Doesn’t that sound chillingly similar to Herzog’s remarks? As head of the second largest faction in the Knesset, Herzog should know better than to stoop to such a level.
But behind the façade of liberalism and tolerance that he and his colleagues on the Left so proudly love to project there lies a burning hatred that is both alarming and dangerous.
Indeed, many on the Left view the Jews of Judea and Samaria as Israel’s “deplorables,” in much the same way that Hillary Clinton infamously referred to supporters of Donald Trump during the US election campaign in September.
Their elitist snobbery is overshadowed only by their deep-seated contempt for the brave pioneers who are settling and rebuilding our ancient homeland.
Are Jewish doctors who live in Gush Etzion and treat their Palestinian neighbors a disease on society?

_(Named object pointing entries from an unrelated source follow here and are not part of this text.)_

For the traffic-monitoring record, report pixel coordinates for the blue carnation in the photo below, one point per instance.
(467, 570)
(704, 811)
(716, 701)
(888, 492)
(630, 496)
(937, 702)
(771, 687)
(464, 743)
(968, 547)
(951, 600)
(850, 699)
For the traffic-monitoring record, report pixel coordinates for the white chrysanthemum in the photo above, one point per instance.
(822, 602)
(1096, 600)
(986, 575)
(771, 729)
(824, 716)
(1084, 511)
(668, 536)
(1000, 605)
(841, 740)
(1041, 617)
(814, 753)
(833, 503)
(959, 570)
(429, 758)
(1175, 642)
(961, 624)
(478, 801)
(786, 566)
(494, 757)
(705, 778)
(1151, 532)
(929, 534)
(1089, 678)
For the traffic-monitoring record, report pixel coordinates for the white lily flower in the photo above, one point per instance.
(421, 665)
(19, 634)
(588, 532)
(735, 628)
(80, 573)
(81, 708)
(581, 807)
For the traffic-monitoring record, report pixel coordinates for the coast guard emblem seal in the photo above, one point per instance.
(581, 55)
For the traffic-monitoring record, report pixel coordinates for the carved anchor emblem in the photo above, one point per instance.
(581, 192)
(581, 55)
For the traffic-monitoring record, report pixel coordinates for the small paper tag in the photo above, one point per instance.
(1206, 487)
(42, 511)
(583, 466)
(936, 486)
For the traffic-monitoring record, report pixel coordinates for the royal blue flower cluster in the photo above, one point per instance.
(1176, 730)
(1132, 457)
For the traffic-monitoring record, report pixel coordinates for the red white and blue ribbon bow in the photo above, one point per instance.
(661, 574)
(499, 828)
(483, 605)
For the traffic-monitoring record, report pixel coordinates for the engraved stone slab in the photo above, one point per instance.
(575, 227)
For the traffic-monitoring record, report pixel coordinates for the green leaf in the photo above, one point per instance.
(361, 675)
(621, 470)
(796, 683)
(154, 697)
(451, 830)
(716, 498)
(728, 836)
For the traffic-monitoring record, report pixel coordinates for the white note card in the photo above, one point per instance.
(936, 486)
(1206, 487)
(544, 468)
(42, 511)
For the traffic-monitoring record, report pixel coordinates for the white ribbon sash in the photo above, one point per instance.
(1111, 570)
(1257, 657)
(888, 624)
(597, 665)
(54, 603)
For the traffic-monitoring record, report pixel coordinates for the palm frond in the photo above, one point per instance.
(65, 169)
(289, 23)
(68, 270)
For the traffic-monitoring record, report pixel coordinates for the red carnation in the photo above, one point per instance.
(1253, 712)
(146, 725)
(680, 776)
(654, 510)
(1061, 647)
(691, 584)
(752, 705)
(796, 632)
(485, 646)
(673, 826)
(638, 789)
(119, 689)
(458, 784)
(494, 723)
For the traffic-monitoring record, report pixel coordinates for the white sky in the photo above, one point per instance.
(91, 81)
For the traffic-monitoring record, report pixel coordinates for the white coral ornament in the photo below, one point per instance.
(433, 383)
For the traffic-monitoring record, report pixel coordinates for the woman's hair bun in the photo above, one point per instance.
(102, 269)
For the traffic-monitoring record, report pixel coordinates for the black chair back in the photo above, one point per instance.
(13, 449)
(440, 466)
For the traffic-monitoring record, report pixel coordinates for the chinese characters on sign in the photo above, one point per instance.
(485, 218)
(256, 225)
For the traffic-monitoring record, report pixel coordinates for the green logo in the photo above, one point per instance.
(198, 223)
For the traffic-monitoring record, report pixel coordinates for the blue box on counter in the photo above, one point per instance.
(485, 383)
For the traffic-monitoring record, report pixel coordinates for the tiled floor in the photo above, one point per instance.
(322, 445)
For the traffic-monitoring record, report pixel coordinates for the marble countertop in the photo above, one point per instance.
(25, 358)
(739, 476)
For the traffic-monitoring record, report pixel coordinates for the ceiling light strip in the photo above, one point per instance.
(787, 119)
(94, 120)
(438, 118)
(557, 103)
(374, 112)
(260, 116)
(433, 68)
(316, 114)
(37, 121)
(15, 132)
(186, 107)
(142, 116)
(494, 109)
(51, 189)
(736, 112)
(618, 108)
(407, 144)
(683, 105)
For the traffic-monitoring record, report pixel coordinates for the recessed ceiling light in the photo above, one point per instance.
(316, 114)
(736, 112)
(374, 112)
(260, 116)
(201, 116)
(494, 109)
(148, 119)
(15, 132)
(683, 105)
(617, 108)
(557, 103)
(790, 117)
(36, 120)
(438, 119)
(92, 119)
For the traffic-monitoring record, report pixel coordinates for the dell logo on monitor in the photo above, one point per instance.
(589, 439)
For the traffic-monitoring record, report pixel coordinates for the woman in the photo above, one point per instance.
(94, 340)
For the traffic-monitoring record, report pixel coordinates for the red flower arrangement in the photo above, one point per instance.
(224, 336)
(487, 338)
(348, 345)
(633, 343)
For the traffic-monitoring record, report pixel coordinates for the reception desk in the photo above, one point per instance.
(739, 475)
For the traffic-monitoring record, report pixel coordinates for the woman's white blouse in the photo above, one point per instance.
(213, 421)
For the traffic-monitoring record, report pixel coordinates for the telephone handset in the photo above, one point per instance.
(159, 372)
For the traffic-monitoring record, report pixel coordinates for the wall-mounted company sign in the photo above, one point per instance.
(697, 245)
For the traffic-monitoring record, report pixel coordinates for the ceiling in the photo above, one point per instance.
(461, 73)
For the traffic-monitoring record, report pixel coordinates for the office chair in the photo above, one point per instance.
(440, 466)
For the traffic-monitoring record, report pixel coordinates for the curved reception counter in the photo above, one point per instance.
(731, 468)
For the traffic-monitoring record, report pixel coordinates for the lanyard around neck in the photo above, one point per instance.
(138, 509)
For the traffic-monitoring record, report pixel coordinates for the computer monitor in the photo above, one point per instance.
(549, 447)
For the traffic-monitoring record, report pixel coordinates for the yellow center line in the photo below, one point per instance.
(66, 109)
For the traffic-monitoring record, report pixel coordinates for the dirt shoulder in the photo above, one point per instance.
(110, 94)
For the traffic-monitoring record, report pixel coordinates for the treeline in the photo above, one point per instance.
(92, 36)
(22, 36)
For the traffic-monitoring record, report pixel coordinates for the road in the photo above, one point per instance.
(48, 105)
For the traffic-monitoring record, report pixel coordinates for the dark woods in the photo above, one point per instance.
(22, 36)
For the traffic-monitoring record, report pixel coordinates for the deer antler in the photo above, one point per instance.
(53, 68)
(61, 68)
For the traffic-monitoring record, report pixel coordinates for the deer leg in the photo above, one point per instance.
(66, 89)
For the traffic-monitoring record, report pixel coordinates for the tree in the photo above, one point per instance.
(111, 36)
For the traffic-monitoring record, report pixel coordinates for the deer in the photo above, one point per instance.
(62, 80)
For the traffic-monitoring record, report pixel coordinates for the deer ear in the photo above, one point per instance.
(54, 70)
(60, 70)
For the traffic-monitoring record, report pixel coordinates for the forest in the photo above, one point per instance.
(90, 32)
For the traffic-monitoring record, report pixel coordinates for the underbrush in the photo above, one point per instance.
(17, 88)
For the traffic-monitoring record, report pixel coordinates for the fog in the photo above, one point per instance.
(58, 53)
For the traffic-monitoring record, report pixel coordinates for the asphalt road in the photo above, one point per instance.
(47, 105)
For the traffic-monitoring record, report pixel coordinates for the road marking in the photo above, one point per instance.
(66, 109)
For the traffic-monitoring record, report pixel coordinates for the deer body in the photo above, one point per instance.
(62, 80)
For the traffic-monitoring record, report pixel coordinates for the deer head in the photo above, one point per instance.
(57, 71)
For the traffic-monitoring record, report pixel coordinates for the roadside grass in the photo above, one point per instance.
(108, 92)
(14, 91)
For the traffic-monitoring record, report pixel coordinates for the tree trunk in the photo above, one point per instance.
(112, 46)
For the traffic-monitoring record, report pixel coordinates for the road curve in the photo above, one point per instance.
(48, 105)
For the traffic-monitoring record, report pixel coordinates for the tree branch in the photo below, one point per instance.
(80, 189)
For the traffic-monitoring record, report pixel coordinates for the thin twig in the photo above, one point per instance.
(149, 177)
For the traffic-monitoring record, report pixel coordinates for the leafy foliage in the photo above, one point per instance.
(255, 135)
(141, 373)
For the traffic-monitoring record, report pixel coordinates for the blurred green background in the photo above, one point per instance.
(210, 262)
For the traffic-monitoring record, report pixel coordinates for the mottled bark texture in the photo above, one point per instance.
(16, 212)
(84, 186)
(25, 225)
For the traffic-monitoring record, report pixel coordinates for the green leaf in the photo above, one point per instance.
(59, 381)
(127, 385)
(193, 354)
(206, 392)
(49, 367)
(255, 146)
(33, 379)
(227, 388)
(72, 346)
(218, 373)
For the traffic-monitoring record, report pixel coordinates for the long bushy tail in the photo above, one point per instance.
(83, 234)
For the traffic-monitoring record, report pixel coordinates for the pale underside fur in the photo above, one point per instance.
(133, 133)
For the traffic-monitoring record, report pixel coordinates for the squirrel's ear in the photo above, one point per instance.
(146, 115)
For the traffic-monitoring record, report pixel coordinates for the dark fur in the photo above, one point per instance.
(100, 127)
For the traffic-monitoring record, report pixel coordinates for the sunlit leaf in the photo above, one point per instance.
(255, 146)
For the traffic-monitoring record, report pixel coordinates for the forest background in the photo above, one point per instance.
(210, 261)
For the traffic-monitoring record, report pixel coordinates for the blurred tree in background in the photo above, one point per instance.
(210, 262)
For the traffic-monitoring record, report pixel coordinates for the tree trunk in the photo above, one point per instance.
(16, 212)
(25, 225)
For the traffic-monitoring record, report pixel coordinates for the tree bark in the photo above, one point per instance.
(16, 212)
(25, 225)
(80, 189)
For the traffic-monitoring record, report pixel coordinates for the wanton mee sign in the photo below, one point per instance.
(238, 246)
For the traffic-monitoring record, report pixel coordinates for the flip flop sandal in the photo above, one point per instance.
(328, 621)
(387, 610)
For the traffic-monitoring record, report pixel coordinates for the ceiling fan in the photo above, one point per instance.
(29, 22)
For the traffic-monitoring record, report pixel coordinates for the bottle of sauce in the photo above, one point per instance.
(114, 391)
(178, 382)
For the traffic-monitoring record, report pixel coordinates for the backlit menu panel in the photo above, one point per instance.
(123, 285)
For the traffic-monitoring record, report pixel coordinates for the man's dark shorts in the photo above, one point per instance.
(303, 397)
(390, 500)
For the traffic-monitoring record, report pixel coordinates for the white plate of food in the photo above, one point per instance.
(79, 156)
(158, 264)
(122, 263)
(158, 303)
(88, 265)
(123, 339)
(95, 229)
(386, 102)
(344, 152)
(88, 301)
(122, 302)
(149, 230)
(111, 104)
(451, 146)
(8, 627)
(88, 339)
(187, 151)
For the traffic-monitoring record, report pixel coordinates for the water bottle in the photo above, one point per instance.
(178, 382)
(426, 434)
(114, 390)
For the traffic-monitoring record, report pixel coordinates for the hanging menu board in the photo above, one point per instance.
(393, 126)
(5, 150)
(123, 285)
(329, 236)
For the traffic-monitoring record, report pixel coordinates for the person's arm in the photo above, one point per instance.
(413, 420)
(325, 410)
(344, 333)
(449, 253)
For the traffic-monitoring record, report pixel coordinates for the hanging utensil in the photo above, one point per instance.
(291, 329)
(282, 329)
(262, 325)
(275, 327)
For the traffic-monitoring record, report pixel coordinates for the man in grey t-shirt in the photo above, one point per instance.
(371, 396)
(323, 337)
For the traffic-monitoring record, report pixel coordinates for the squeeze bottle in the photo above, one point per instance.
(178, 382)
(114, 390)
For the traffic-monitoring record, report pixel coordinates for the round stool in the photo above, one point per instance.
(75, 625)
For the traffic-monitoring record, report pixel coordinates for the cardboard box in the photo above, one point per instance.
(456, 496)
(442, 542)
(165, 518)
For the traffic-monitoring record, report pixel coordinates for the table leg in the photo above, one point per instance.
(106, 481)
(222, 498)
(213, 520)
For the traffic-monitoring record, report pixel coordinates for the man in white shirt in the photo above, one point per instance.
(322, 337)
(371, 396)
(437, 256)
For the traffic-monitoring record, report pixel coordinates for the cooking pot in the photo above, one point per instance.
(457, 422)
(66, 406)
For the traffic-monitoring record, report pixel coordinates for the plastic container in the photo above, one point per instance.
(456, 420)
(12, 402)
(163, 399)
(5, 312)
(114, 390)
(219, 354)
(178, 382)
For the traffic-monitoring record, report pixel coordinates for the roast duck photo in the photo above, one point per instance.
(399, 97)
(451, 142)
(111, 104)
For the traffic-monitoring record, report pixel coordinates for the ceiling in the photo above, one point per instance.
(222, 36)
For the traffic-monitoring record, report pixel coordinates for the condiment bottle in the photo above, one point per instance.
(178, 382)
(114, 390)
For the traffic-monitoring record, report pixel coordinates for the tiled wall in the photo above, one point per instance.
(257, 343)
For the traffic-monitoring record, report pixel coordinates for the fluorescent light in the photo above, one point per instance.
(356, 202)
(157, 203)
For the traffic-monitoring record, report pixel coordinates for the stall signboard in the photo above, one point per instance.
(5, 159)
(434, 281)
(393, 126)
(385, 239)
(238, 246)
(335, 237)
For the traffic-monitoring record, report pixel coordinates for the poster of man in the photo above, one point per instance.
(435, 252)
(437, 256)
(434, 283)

Are all those young religious Israelis from Judea and Samaria who are filling up combat posts in the IDF deserving of disdain? There is simply no excuse whatsoever for Herzog’s haughtiness and hatred, which has become all too common on the Left of the political spectrum.
You want to disagree with Israel’s policies in Judea and Samaria? Go right ahead. Have criticism to offer? Let it fly.
But to speak about an entire sector of fellow Jews as if they were a kind of epidemic that needs to be extinguished is twisted and immoral in the extreme.
Apparently, Herzog has still not digested the lesson that Clinton learned the hard way just a week ago: when you underestimate your opponent and put them down, you only motivate them even more to press forward.